Like most film festivals, CAAMFest comes but once a year — and in 2018 I somehow managed to miss it altogether. With this year’s Festival kicking off on Thursday, May 9 for an 11-day run, it’s time to put that oversight behind me.
Screening at AMC’s Kabuki 8 in San Francisco at 9:45 p.m. on Friday, May 10 (and again at 12 p.m. on Saturday, May 11), Last Sunrise is a low-budget gem from Chinese newcomer Wen Ren. It’s also something rather rare: a science-fiction film that actually incorporates science into its plot. While I’m not qualified to comment on the veracity of that science, it’s a great relief to encounter futuristic fiction that eschews giant monsters, strange visitors from other worlds, and scantily clad women.
Set sometime in the near future, Last Sunrise posits a world entirely reliant on solar energy. Unfortunately, the source of that energy has become somewhat unreliable, and amateur astronomer Sun Yang (Jue Zhang) has a theory: the sun is acting in similar fashion to a distant star that recently disappeared from view.
Yang’s theory suggests that the sun’s luminosity will abruptly end, leaving Earth plunged in eternal darkness, its oxygen supply slowly depleting and its temperature eventually declining to minus 100 degrees Fahrenheit. Without any source of electricity, life is destined to rapidly become unsupportable.
After a meet-cute with neighbor Chen Mu (Yue Zhang), the pair flee the city in an attempt to survive – but to what purpose? Director Wen isn’t shy about asking the big existential questions; his film plays out as a slow-motion tragedy about two lonely, unhappy souls brought together while they patiently wait for the world to end.
Stunningly shot by Matthias Delvaux, Last Sunrise belies its $250,000 budget, two-week shooting schedule, and sub-zero shooting conditions. Indeed, it’s an outstanding film by any standard, and well worth a trip across the Bridge this weekend.

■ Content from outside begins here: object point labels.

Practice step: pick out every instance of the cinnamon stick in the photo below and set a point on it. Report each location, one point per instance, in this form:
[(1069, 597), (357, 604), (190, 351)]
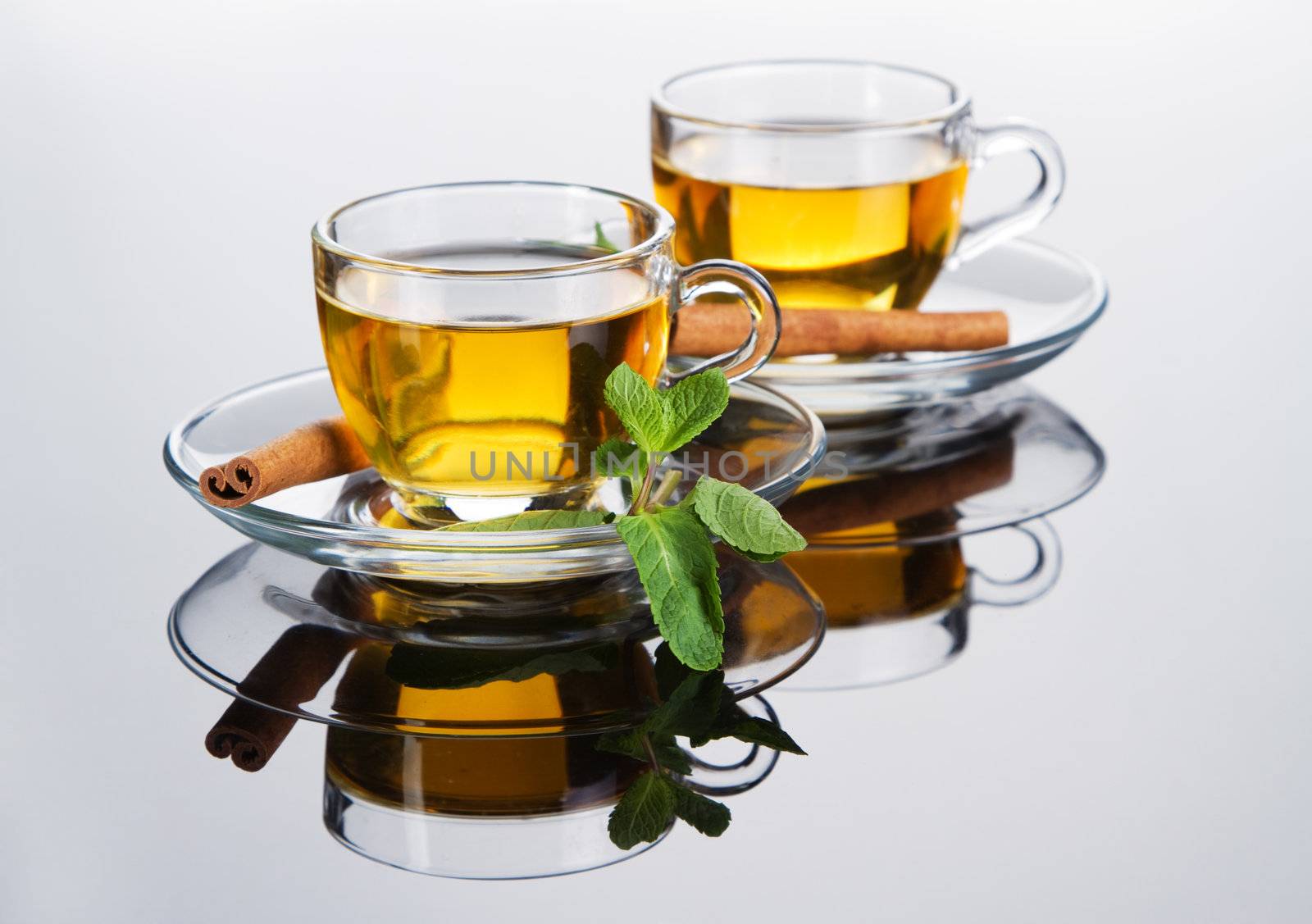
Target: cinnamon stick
[(312, 453), (293, 670), (710, 330), (899, 495)]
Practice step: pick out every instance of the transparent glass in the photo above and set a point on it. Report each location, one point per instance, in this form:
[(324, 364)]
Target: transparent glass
[(904, 611), (338, 521), (841, 181), (420, 659), (470, 329), (494, 808)]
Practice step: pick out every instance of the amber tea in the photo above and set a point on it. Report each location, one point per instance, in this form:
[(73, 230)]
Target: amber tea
[(489, 406), (839, 180), (854, 247), (470, 329)]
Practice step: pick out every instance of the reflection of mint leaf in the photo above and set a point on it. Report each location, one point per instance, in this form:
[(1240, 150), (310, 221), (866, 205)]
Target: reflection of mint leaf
[(439, 668), (676, 563), (616, 457), (630, 743), (638, 406), (708, 815), (692, 709), (763, 731), (692, 404), (699, 707), (645, 812), (603, 240), (533, 520), (745, 520)]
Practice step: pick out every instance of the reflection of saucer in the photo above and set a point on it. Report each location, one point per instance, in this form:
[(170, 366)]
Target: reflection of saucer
[(1050, 299), (988, 461), (567, 658), (773, 441)]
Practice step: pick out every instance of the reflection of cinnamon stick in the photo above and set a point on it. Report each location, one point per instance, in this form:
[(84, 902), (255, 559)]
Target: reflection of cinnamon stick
[(899, 495), (710, 330), (290, 672), (312, 453)]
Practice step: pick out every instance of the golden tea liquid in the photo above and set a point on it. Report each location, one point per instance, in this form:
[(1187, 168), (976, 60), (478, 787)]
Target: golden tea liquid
[(868, 247), (502, 404), (474, 771)]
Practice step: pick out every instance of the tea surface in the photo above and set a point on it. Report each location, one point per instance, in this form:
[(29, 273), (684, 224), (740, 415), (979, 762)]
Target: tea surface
[(859, 247), (481, 406)]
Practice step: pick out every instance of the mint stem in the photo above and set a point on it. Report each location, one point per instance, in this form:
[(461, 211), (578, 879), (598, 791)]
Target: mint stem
[(645, 493), (668, 482)]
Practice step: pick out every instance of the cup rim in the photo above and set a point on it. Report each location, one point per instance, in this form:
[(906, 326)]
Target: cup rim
[(663, 231), (959, 102)]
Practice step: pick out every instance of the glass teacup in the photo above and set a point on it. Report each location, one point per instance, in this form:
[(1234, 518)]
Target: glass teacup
[(470, 330), (841, 181)]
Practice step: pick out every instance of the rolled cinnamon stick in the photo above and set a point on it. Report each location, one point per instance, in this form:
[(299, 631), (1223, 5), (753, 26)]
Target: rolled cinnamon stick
[(289, 674), (710, 330), (899, 495), (312, 453)]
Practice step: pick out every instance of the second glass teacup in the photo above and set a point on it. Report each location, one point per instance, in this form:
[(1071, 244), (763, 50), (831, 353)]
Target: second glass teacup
[(470, 330), (843, 181)]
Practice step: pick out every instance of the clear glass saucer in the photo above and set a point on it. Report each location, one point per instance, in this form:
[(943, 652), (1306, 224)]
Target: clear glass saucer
[(768, 439), (977, 463), (421, 659), (1050, 299)]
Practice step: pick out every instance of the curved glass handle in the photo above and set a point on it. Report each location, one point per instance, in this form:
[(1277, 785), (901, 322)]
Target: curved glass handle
[(1010, 137), (1029, 587), (743, 775), (751, 288)]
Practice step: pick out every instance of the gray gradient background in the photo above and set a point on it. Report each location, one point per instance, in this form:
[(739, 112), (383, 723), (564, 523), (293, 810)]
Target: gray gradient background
[(1134, 747)]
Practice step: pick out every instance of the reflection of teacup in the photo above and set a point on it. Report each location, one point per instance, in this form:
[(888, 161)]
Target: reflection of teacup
[(476, 808), (896, 607), (899, 612), (474, 803), (470, 330)]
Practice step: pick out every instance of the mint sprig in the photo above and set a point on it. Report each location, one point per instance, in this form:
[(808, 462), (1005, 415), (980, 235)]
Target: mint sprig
[(671, 545)]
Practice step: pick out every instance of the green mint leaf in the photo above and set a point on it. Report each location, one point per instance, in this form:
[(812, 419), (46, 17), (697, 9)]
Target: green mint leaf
[(693, 404), (433, 668), (603, 240), (676, 565), (708, 815), (533, 520), (617, 457), (643, 812), (638, 406), (748, 522)]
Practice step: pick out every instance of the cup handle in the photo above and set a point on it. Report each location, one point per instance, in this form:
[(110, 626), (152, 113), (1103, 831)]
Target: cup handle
[(738, 777), (751, 288), (1010, 137), (1029, 587)]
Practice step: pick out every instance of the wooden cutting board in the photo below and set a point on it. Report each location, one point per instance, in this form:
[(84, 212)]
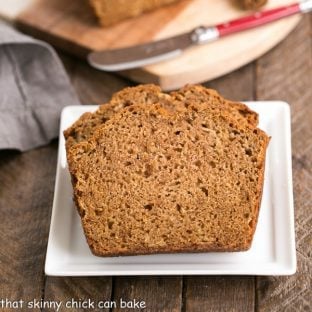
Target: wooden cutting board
[(70, 25)]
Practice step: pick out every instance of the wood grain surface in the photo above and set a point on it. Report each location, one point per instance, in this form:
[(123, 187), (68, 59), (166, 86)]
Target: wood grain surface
[(71, 26), (26, 191)]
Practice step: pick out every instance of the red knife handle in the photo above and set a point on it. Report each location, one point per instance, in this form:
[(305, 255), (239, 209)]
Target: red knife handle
[(257, 19)]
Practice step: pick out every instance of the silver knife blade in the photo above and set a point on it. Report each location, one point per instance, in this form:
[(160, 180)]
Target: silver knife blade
[(140, 55), (150, 53)]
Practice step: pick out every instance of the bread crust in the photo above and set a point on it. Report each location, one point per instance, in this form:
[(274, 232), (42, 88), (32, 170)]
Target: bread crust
[(85, 149)]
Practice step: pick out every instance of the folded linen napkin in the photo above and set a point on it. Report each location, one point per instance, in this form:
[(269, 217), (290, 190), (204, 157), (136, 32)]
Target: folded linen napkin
[(33, 90)]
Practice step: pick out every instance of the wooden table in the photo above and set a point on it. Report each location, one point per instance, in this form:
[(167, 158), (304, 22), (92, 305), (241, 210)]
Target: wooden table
[(27, 185)]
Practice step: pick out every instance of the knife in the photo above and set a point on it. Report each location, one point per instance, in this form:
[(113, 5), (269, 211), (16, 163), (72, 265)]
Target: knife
[(157, 51)]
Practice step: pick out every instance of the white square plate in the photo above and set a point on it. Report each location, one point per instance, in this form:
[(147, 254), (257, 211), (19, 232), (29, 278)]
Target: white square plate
[(273, 250)]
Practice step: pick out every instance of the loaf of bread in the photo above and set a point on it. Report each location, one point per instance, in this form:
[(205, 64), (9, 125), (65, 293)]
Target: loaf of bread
[(110, 12), (167, 173), (85, 126)]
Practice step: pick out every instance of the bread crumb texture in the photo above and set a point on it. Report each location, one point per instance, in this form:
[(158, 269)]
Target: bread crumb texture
[(167, 173)]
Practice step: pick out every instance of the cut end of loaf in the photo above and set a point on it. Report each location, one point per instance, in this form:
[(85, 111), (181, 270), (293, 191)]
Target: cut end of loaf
[(158, 180)]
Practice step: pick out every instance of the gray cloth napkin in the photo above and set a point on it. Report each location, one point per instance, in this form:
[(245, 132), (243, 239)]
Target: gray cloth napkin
[(33, 90)]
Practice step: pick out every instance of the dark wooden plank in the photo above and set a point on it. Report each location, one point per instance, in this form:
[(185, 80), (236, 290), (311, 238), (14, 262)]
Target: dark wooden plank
[(79, 293), (285, 73), (158, 293), (221, 293), (217, 294), (92, 87), (26, 191), (237, 86)]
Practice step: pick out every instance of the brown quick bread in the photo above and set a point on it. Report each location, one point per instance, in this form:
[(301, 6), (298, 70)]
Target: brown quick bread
[(110, 12), (85, 126), (153, 180)]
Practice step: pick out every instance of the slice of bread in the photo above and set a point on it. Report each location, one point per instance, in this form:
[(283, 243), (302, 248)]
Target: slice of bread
[(110, 12), (154, 180), (85, 126)]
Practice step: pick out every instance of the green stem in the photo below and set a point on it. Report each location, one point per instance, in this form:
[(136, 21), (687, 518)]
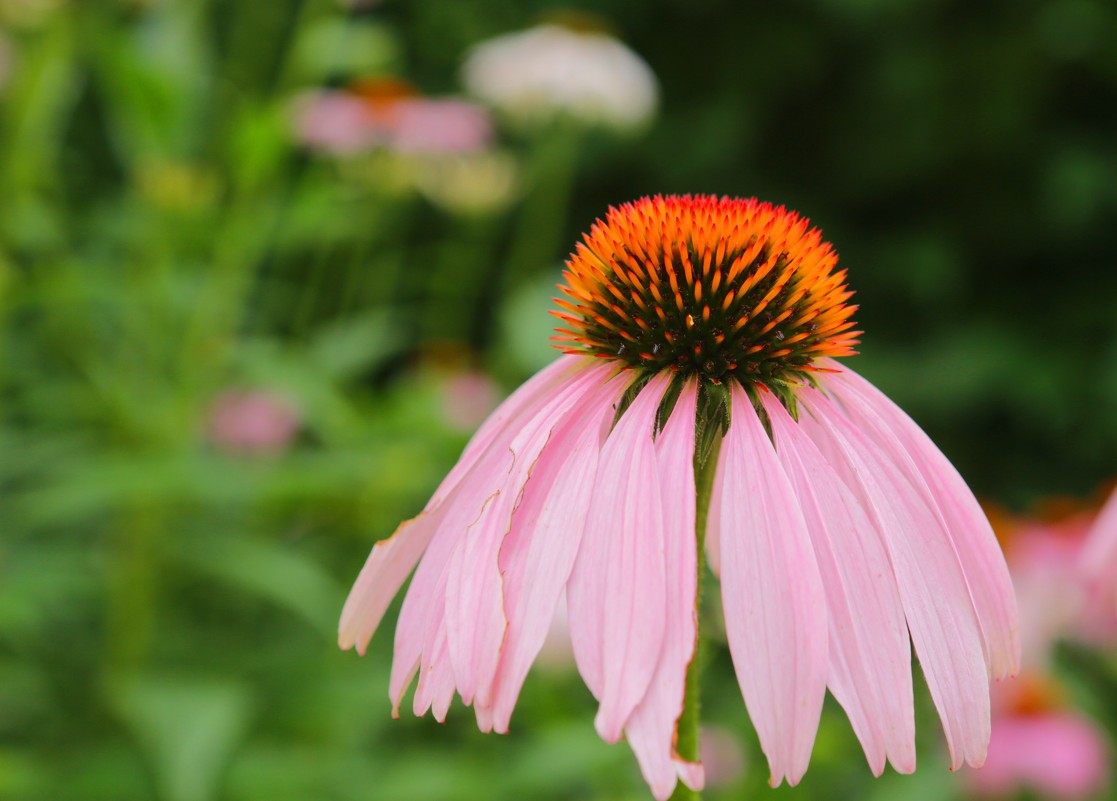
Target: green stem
[(687, 743)]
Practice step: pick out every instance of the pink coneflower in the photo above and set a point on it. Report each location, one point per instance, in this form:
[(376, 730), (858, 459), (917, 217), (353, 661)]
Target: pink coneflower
[(698, 377)]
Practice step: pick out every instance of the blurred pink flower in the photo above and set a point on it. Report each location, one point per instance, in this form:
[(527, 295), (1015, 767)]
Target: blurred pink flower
[(467, 399), (841, 534), (1058, 754), (333, 122), (251, 422), (1099, 555), (722, 755), (430, 126), (1048, 560)]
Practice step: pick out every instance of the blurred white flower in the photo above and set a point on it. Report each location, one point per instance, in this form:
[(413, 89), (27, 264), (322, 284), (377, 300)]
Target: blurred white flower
[(476, 183), (534, 75)]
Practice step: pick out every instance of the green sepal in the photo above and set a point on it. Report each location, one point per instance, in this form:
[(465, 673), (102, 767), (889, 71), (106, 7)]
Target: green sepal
[(713, 419)]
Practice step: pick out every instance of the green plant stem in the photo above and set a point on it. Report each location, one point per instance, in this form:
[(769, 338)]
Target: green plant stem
[(687, 744)]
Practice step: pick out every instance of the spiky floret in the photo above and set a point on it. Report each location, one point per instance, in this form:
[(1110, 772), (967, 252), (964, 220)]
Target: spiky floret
[(706, 286)]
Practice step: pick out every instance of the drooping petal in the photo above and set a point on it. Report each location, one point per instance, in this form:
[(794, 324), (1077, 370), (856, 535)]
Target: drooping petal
[(870, 658), (936, 599), (452, 513), (651, 728), (538, 553), (392, 560), (616, 591), (382, 575), (474, 591), (932, 473), (505, 417), (436, 682), (772, 592)]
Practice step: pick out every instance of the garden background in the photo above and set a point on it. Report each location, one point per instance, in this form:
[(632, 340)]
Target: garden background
[(238, 347)]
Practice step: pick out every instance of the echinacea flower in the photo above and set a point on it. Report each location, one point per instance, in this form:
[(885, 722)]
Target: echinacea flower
[(700, 334), (551, 69)]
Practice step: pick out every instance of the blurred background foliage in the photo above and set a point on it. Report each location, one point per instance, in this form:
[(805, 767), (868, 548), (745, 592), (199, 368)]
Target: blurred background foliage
[(239, 343)]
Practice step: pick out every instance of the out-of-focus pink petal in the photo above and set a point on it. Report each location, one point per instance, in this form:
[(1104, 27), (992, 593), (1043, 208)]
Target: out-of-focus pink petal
[(382, 575), (616, 594), (651, 728), (774, 604), (870, 659), (474, 591), (936, 598), (947, 494), (1061, 755), (1099, 553), (538, 553)]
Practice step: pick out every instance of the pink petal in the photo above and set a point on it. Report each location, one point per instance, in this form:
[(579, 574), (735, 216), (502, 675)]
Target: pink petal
[(436, 680), (502, 423), (538, 553), (616, 591), (382, 575), (772, 592), (870, 659), (462, 496), (947, 494), (474, 592), (936, 599), (393, 559), (651, 728)]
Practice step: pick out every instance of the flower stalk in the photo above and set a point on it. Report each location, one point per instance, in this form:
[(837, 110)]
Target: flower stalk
[(687, 743)]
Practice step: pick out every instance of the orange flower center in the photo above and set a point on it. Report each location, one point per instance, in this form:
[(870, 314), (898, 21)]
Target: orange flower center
[(710, 286)]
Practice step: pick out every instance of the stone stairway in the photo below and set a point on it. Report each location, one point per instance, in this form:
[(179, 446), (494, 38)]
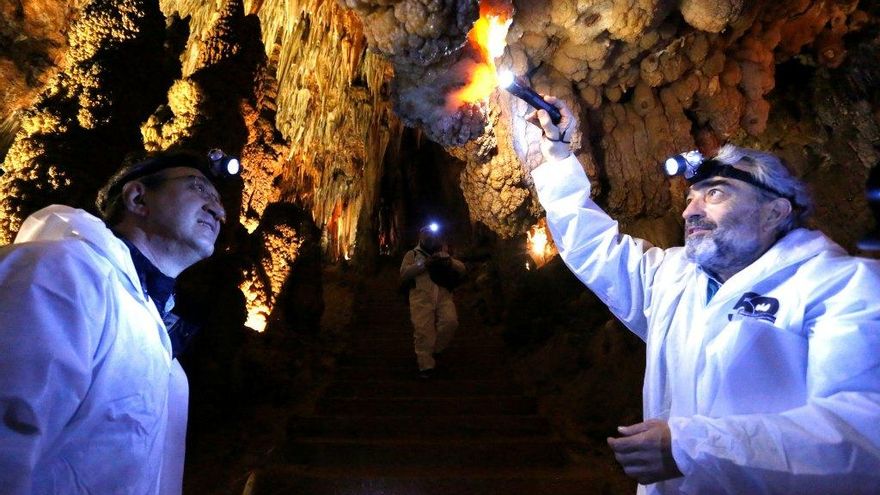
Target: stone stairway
[(380, 429)]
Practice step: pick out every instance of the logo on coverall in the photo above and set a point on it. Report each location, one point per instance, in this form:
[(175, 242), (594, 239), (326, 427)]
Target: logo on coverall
[(753, 305)]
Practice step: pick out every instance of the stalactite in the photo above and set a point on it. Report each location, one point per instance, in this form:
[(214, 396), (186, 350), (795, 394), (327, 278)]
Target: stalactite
[(93, 101)]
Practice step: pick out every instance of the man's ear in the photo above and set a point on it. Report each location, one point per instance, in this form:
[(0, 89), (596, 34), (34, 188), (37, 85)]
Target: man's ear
[(775, 212), (133, 198)]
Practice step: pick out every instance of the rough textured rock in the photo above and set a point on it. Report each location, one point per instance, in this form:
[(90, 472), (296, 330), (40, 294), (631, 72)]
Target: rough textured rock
[(91, 102)]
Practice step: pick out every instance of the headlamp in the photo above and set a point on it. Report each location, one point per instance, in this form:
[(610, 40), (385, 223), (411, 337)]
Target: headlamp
[(871, 242), (686, 164), (518, 88), (223, 165)]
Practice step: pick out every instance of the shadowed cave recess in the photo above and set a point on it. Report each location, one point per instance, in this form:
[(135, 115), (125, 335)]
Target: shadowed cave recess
[(359, 121)]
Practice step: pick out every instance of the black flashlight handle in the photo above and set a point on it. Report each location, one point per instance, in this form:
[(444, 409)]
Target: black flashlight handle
[(529, 96)]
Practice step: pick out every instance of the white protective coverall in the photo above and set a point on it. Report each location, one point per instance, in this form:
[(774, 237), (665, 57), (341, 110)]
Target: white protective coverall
[(431, 309), (90, 399), (771, 387)]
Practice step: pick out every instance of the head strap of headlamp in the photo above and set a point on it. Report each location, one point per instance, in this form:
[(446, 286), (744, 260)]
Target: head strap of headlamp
[(713, 168)]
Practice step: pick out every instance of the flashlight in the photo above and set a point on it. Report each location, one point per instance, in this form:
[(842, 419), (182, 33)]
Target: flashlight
[(223, 165), (509, 82), (685, 163)]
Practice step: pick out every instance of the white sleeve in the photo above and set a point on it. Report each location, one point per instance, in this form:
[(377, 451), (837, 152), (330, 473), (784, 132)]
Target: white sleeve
[(831, 444), (46, 350), (618, 268)]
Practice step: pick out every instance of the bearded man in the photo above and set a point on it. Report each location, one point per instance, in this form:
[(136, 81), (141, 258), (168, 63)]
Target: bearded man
[(763, 337)]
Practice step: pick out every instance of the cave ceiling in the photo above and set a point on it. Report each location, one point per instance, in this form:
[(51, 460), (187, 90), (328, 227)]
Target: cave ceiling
[(313, 95)]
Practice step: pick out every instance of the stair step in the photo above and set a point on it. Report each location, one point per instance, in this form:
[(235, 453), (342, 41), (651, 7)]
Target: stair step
[(428, 427), (414, 387), (422, 406), (288, 480), (493, 352), (477, 454), (468, 371)]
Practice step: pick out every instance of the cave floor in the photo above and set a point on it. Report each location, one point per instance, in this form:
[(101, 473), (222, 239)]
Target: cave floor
[(375, 427)]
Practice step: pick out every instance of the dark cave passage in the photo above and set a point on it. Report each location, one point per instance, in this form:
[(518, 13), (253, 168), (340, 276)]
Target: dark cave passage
[(374, 426)]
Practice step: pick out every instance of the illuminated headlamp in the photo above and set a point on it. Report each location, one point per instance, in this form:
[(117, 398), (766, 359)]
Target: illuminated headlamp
[(686, 164), (695, 169), (516, 87), (223, 165), (871, 242)]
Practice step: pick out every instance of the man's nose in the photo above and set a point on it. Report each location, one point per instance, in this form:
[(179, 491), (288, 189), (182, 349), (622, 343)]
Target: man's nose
[(216, 210), (693, 209)]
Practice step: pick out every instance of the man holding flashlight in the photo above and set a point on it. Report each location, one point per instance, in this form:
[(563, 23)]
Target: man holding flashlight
[(92, 399), (763, 337), (432, 273)]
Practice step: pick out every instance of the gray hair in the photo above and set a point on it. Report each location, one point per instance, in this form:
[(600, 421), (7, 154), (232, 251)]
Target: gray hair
[(769, 170)]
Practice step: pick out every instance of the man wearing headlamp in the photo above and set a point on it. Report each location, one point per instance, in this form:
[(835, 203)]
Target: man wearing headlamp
[(92, 399), (763, 337)]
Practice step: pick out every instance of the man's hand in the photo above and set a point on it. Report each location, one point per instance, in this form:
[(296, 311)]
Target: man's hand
[(645, 451), (556, 137)]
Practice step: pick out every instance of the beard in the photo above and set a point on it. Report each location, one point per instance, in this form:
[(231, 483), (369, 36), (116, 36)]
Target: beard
[(726, 248)]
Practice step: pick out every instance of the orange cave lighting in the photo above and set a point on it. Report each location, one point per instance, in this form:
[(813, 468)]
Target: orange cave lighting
[(488, 36)]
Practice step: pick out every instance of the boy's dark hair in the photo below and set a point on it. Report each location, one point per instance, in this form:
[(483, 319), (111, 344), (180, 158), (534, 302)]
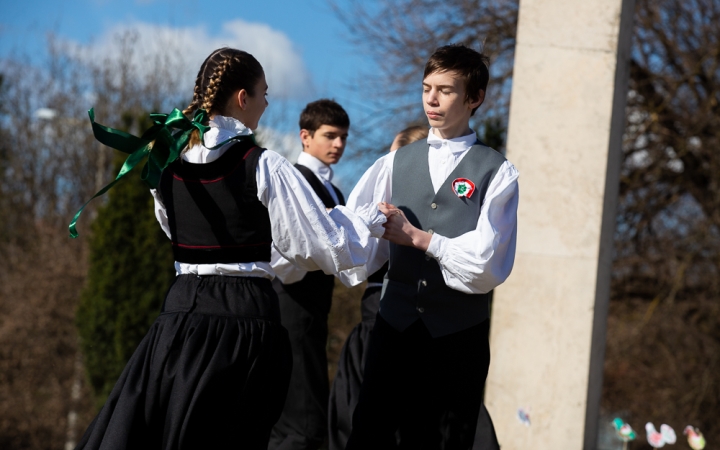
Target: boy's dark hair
[(471, 65), (323, 112)]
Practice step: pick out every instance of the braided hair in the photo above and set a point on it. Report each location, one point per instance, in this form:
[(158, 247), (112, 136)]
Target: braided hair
[(223, 73)]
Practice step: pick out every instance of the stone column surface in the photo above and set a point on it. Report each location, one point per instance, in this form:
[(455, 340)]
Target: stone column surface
[(549, 319)]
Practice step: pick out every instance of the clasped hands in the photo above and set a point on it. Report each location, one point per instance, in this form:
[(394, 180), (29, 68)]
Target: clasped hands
[(399, 230)]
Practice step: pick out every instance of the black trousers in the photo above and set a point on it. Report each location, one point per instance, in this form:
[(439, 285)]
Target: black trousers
[(428, 390), (304, 309)]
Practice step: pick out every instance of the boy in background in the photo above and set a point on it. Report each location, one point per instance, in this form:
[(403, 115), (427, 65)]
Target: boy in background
[(306, 297)]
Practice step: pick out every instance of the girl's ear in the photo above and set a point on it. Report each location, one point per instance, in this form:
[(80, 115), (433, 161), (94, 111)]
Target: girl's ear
[(241, 98)]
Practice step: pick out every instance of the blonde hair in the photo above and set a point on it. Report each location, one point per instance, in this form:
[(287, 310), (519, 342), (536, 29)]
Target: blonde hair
[(223, 73)]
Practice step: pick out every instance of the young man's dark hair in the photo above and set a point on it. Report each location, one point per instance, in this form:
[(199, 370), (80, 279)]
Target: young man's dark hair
[(469, 64), (323, 112)]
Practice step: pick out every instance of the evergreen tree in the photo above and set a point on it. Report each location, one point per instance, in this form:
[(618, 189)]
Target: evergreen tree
[(131, 268)]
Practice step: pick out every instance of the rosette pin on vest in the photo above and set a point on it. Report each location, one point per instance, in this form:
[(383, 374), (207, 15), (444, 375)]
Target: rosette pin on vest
[(624, 431), (696, 440), (658, 440)]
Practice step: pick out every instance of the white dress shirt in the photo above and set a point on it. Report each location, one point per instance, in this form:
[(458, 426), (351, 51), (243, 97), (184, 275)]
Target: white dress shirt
[(302, 231), (285, 270), (474, 262)]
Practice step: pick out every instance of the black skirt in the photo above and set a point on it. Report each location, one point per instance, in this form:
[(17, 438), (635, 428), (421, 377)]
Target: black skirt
[(345, 389), (212, 372)]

After the fall of Saigon in 1975, thousands of Vietnamese refugees were relocated throughout the United States. Many settled in the Gulf Coast region, where their fishing experience allowed them to immediately take up shrimping.
Seadrift (screening at the Kabuki at 5:10 p.m. on May 10 and again at 12:30 p.m. on Sunday, May 12) takes a look at the titular Texas fishing community, a small town upended by the arrival of a few dozen refugees. The newcomers worked harder than the native Texans, and their ethnic and cultural differences – as well as the fatal shooting of a Seadrift resident – eventually attracted the attention of the KKK.
Despite the inclusion of newsreel footage of ‘liberal’ California Governor Jerry Brown decrying the “opening of the floodgates” while decent Americans are being “taxed to the hilt”, director Tim Tsai’s documentary ultimately provides a nuanced take on events. Seadrift’s interview subjects are allowed to speak their minds, Tsai rarely editorializes, and the film ultimately (and surprisingly) becomes a tale of redemption and healing.
Ying (Shadow) isn’t playing as part of CAAMFest, but its release is a welcome and timely coincidence. Opening on Friday, May 10 at Landmark’s California Theater, this latest feature from Chinese auteur Zhang Yimou is a riveting tale of Three Kingdoms-era court intrigue that I can’t recommend highly enough.
Abrim with astonishing painterly vistas, bloody action, and some very unusual umbrellas, Shadow is also noteworthy for cinematographer Xiaoding Zhao’s utilization of a gorgeous color palette of muted grays and whites. Just because this film is at the end of this week’s column, don’t sleep on it: if there were any justice in the world, Shadow would become as big a hit today as Crouching Tiger, Hidden Dragon was in its time.